The Shinui Party’s Avraham Poraz made that point to Sharon in a meeting last week. Israel, he said, should forget about trying to seal the border and prevent arms smuggling, but should create a deterrent balance like the one with Hezbollah along Israel’s northern border: If Palestinians shell Israeli civilians after a withdrawal from Gaza, Israel can hit back tenfold without breaching international norms, Poraz said.

Ironically, despite the international criticism and the Israeli and Palestinian casualties in Gaza, Sharon found himself in a political win-win situation.

If the army succeeded in establishing an efficient hold over the Philadelphia route, the army leadership then could back Sharon’s disengagement plan. If it failed to do so because of international and domestic pressure, it would have to rethink its overall Gaza strategy in line with Sharon’s longer-term evacuation plans.

The Likud challenge to Sharon is more serious. The main difference between Sharon’s amended plan and the one Likud voters rejected in a Sunday, May 2, referendum is that, under the new plan, withdrawal will be implemented in stages.

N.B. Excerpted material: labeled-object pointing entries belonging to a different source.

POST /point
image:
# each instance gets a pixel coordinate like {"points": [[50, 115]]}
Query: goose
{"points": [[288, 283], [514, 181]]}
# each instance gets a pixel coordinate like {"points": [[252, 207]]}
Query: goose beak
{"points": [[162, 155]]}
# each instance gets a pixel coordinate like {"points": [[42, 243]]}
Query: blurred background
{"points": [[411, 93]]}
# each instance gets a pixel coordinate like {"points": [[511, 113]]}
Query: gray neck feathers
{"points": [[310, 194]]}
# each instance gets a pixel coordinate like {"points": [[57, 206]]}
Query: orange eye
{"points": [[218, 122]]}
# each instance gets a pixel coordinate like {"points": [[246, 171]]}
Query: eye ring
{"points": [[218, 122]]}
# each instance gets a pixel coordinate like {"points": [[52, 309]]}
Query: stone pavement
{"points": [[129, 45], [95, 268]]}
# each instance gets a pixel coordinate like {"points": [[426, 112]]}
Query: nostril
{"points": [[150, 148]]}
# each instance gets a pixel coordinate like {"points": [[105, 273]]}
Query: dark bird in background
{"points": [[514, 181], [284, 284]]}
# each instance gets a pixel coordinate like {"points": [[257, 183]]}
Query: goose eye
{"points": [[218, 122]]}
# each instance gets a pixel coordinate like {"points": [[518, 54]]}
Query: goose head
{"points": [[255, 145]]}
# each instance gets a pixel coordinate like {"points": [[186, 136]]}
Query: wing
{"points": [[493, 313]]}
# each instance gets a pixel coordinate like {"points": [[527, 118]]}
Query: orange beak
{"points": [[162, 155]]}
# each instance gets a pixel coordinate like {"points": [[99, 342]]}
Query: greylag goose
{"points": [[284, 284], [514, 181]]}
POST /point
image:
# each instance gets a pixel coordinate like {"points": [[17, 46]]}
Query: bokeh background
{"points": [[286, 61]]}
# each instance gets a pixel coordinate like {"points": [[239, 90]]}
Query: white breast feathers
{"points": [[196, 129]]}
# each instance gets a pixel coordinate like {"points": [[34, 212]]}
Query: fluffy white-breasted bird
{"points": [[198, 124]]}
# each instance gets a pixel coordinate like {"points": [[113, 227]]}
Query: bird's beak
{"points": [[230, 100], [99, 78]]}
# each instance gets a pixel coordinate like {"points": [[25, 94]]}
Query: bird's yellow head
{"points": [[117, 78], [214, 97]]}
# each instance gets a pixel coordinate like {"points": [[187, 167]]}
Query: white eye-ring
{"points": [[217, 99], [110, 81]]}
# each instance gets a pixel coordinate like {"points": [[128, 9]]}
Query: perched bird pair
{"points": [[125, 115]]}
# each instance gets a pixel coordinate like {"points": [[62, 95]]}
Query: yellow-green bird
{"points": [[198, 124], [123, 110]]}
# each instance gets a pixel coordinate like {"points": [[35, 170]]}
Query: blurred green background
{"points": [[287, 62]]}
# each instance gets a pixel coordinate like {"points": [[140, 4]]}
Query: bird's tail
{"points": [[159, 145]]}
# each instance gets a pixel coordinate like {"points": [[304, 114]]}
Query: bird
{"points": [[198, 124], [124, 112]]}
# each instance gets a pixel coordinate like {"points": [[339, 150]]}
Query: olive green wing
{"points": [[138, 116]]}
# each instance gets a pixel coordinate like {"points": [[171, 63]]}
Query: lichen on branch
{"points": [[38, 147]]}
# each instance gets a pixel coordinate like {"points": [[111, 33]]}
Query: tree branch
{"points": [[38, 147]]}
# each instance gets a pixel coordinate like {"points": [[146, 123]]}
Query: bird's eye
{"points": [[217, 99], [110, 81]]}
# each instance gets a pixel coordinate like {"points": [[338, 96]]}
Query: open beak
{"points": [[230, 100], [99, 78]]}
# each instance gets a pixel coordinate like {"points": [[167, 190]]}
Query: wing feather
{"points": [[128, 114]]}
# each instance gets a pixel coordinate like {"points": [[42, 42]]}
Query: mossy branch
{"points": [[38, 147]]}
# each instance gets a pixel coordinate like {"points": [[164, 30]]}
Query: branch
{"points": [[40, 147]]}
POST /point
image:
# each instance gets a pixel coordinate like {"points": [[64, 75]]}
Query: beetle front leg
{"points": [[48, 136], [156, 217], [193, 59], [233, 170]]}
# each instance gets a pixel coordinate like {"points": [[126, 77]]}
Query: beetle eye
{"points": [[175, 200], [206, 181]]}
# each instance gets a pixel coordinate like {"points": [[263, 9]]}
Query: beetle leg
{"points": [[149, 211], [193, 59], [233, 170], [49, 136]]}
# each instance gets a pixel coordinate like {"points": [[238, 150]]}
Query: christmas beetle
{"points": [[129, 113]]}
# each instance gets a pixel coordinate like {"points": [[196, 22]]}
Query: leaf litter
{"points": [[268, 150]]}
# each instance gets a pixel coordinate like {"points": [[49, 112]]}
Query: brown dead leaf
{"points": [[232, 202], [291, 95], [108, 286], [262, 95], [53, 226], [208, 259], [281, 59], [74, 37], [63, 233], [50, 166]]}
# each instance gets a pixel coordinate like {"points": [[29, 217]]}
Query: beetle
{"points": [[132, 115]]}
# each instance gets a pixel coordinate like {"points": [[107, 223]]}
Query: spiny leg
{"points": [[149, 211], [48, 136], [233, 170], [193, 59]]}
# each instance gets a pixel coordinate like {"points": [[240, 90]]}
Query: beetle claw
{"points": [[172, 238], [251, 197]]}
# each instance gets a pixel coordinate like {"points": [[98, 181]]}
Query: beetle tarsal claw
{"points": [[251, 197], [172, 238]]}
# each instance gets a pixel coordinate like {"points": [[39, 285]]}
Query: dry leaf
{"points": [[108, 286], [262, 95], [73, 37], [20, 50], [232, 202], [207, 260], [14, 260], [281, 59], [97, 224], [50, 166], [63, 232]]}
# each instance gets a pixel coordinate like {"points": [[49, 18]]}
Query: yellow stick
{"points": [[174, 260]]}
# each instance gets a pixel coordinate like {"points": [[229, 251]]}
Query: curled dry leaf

One way or another, a determined Sharon likely will push at least part of his plan through the Cabinet. Then he will have a party rebellion on his hands, the size of which will depend on whether leading figures like Finance Minister Benjamin Netanyahu join it.

Sharon’s hopes of political survival could depend on whether he is able to forge a political alliance with Labor. Labor could join with Likud in a coalition that pushes the disengagement plan through the Knesset. Sharon also could form an electoral alliance with Labor and Shinui by running on a disengagement ticket in new elections that would be seen as a sort of national referendum on withdrawal.

Leslie Susser is the diplomatic correspondent for the Jerusalem Report.